Be that as it may, habeas corpus relief must be denied on the ground that petitioner has failed to exhaust his State remedies on any claim based on the investigator’s breach of duty, and the petition is accordingly dismissed.

SO ORDERED.

. The trial record does not disclose what prompted McNeil to make this week-end search for and examination of the work records.

. It is not altogether clear to what “speedy trial motion” this order refers. However, the order does establish that the speedy trial question was duly presented to the Appellate Division.

. Petitioner also claimed that if the trial had taken place earlier, McNeil would have been more likely to remember where he and petition-' er had worked on the day of the murder. We are, of course, mindful that “[t]here is prejudice if defense witnesses are unable to recall accurately events of the distant past.” Barker v. Wingo (1972) 407 U.S. 514, 532, 92 S.Ct. 2182, 2193, 33 L.Ed.2d 101. However, we do not believe that McNeil would have remembered with any greater accuracy where he and petitioner had been on December 8, 1972, had the trial taken place any earlier than it did. Indeed, it is wholly possible that McNeil would already have been subject to this quite natural confusion when petitioner was arrested some two months after the event. Moreover, as the hearing before us established (see infra pp. 526 527), it was not the passage of time which in any way impeded discovery of the work records which ultimately cleared up the witness’ confusion.

. Petitioner’s other “ineffective assistance” claims do not merit discussion.

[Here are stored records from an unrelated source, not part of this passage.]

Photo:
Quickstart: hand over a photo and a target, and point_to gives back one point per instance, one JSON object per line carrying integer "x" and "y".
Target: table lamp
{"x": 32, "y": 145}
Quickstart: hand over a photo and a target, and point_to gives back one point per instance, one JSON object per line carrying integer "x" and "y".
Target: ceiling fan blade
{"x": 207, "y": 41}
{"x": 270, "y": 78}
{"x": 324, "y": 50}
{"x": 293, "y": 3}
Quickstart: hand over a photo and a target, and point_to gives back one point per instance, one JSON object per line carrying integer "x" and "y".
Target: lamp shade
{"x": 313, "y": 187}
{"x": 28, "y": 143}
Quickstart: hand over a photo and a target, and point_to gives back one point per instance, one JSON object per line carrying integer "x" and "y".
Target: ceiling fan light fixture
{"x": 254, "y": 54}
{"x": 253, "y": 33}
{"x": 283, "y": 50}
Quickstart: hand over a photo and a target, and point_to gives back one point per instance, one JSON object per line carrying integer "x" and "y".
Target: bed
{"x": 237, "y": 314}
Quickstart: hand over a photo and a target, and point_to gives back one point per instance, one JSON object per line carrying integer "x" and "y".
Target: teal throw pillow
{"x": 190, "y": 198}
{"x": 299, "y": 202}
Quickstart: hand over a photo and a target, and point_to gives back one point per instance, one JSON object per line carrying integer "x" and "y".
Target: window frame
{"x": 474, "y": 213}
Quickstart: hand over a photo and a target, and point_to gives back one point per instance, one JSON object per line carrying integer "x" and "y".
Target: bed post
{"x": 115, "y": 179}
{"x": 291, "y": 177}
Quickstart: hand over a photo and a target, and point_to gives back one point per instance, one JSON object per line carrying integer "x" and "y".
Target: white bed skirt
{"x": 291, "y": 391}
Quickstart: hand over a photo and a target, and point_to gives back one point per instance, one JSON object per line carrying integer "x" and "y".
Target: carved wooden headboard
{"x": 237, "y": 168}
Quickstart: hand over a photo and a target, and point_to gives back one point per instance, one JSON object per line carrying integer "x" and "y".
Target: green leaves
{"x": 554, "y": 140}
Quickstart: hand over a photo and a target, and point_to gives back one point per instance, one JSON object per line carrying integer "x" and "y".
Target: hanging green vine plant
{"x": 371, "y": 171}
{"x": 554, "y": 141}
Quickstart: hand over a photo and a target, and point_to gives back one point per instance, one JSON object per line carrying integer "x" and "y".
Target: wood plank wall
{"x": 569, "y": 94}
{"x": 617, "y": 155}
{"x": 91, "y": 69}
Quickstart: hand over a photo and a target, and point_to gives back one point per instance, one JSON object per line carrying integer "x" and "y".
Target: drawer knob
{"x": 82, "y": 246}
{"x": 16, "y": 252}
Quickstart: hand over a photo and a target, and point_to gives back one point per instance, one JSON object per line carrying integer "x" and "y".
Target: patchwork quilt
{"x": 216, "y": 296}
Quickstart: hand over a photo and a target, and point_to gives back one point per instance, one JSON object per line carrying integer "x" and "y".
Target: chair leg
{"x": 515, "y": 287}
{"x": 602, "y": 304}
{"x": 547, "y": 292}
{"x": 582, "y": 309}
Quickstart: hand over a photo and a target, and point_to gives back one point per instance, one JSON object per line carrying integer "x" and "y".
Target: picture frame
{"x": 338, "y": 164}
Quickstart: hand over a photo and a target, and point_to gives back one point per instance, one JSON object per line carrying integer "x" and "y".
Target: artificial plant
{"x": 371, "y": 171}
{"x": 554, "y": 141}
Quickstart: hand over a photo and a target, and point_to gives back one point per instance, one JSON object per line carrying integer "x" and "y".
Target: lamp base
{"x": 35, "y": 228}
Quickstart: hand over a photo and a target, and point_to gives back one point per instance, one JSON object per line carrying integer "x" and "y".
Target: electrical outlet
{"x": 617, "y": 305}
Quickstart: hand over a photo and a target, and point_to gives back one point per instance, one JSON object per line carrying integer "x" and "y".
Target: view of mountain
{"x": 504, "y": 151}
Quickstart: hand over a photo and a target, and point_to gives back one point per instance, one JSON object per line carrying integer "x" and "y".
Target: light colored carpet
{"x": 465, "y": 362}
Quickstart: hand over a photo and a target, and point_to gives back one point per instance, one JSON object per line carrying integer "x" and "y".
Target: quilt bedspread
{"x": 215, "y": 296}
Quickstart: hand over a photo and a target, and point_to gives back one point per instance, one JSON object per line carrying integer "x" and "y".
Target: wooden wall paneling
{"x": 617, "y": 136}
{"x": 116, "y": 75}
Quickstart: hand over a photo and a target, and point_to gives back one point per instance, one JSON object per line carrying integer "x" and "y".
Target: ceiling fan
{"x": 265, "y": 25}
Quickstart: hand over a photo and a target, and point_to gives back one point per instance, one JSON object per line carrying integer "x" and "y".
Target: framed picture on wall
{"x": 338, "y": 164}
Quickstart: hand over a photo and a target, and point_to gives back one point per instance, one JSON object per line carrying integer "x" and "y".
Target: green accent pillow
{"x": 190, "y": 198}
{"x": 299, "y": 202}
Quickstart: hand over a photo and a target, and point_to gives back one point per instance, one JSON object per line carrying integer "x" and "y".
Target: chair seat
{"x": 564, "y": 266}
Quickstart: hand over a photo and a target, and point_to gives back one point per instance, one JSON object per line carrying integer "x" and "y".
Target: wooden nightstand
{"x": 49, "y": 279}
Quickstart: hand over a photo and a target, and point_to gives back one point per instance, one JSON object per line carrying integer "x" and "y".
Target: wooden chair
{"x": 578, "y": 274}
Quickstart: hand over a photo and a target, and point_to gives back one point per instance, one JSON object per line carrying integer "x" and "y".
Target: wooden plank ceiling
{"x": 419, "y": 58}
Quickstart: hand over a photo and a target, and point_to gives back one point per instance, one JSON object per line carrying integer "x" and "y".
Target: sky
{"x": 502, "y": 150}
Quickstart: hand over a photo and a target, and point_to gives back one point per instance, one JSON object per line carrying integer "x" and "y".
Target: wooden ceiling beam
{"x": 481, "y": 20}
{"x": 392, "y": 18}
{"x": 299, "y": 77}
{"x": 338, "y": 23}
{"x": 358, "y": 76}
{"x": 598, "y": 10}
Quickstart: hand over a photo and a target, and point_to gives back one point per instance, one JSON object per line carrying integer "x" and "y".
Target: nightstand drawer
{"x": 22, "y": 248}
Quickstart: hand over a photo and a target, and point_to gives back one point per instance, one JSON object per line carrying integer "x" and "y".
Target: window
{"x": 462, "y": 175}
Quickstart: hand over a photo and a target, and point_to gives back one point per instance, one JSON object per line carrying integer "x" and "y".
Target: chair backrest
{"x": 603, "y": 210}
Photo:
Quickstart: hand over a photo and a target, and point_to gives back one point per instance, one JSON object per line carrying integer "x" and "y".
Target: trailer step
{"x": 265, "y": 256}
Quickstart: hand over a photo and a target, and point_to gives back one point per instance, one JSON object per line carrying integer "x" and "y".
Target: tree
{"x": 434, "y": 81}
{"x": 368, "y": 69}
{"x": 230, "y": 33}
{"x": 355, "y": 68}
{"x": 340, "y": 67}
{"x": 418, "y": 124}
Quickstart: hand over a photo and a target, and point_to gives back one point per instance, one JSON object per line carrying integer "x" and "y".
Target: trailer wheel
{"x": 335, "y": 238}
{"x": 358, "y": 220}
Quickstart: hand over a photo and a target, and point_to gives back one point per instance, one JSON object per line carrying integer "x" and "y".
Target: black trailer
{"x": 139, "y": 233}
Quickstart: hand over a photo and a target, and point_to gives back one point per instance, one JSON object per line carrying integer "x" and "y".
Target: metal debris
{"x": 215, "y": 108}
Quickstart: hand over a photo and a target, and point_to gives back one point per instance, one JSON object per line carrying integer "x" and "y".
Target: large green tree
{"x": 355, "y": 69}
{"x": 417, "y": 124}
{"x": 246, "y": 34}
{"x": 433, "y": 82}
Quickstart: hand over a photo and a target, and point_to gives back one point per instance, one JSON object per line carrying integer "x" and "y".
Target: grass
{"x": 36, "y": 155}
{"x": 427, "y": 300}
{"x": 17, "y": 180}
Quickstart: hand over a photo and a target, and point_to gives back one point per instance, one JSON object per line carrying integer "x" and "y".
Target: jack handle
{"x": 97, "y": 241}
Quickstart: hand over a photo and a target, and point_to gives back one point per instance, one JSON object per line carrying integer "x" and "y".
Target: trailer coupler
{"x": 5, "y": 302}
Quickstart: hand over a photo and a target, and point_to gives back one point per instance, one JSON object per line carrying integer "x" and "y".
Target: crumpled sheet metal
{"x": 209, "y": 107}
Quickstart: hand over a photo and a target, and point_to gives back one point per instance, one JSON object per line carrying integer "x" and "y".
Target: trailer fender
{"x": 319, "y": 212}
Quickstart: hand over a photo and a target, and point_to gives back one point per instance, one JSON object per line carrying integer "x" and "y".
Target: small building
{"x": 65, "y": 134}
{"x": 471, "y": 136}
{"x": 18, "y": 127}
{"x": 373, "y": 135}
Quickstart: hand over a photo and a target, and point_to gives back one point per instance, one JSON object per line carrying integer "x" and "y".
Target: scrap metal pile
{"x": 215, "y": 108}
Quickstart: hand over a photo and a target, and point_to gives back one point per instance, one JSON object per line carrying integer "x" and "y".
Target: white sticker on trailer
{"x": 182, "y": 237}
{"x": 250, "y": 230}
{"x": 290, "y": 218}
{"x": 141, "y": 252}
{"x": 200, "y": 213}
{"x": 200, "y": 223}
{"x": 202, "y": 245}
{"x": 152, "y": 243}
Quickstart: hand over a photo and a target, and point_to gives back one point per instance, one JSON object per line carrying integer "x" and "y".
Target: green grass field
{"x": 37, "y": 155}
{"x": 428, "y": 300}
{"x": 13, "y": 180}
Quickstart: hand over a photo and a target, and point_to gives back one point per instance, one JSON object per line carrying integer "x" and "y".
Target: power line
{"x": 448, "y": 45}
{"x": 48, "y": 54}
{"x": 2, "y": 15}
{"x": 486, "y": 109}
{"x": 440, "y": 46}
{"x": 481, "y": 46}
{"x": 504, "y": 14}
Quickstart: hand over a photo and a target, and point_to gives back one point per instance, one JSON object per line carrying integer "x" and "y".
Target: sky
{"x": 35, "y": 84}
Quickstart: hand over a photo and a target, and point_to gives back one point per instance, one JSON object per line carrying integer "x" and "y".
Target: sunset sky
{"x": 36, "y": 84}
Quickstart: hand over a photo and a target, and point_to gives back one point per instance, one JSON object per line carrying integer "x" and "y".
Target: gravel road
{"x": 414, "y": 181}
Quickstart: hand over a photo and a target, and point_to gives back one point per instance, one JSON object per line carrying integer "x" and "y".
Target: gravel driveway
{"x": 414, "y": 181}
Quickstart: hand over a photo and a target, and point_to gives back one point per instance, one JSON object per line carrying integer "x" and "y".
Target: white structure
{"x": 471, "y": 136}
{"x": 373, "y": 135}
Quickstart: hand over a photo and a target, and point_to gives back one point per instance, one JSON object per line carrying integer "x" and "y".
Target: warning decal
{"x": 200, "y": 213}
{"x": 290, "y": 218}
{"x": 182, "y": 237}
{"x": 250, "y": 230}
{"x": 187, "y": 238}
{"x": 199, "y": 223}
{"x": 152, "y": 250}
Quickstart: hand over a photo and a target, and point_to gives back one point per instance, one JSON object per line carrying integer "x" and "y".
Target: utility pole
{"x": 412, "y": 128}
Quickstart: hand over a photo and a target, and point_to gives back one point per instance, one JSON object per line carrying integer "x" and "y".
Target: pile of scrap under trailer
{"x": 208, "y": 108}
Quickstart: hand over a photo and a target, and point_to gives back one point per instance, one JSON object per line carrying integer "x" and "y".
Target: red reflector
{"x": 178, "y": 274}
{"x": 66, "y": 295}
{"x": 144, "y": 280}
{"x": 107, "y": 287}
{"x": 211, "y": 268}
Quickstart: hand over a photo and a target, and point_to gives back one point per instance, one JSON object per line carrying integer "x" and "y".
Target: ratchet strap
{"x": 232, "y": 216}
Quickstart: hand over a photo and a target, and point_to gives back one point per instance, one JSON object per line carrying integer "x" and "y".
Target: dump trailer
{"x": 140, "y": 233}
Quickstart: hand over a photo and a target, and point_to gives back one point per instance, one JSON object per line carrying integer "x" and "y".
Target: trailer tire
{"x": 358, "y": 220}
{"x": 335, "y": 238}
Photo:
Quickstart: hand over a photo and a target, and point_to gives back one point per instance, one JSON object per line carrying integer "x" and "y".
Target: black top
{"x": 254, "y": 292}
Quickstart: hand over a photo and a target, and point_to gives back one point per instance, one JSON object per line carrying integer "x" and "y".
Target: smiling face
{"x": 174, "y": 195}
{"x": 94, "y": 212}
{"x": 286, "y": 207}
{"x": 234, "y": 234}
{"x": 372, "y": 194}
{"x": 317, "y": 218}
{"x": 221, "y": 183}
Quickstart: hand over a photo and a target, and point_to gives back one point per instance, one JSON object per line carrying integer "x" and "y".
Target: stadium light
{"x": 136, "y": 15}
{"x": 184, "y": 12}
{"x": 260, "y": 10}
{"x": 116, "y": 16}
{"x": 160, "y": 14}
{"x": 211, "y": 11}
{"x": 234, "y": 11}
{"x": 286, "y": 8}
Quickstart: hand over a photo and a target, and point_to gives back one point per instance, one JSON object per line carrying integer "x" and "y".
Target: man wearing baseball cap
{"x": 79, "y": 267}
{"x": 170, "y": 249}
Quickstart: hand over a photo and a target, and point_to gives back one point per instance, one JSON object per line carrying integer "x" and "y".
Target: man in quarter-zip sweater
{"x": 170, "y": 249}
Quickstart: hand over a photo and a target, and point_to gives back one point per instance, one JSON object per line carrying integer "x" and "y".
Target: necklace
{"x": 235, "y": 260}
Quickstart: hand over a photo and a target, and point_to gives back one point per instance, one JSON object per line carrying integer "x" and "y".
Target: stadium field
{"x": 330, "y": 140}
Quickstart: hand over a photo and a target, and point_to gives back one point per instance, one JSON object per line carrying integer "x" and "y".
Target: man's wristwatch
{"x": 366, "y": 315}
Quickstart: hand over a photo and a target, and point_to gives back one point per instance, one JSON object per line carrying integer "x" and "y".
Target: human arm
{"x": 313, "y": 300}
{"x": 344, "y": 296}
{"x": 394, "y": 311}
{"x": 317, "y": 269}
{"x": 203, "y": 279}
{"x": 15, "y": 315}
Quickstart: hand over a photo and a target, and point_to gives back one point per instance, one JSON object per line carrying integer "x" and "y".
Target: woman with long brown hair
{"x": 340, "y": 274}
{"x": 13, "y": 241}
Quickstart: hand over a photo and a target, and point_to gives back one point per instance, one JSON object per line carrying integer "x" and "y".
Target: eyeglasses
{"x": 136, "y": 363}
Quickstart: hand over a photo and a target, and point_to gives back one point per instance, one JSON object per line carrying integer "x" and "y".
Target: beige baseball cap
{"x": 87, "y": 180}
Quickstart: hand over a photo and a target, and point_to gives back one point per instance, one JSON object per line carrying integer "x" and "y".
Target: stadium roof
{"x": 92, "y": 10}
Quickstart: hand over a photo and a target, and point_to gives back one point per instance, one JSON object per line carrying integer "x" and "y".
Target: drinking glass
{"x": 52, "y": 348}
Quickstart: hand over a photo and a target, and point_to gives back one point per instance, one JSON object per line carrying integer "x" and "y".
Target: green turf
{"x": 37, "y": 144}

. Our own inquiry to the telephone company reveals that — at least as of this writing — there is neither a Perry Carpet Co. nor an Ideal Carpets anywhere in Brooklyn, and that no carpet store or company of any sort exists on the 400 block of Brooklyn’s Franklin Avenue.

. See note 5, supra.

. It cannot, of course, be said with any confidence that a single alibi witness — even if unscathed on cross-examination — would have overcome the testimony of two eyewitnesses who claimed a two-day acquaintance with the petitioner.